Progress Update 1st period evaluation
I should have written this blog earlier but works has been done mostly as schedule. The over all workflow of the OCR is to do detection first, then recognition and finally merge the detection results. The detection is build on a R-CNN architecture, which is very fast to train while having pretty robust result. However during the 2nd and 3rd week, I was having a lot of trouble on the HPC, for instance, the CPU was too old for certain versions of tensorflow, the CUDA module installed was not compatible with itself, and memory copying invoked some error in the system so that I cannot train it on multicore.
I managed to finish training on my own machine for the head layers, but fine tuning requires more than 8 GB of GPU ram which I don’t have. I will try to train it on some other HPC later on.

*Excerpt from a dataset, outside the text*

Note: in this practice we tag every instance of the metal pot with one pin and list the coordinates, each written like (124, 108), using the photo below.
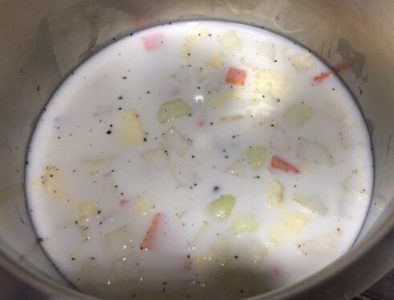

As that being said, to keep up with the work schedule, I moved on to other tasks. Right now, the main framework has completed, the module is using tesseract OCR as the recognition part. This imporves the design in the Rosetta system where it can only recognize English text. After testing, tesseract OCR works poorly when reading an image that has text of different sizes (it would return only 1 text result), but worked pretty well if texts were seperated out.
Now the code can read the results from the detection model, filter out areas of each frame and feed that into the OCR module.
So far, although the schedule has changed a little bit, it is still managable and should be finished more or less with the same timeline.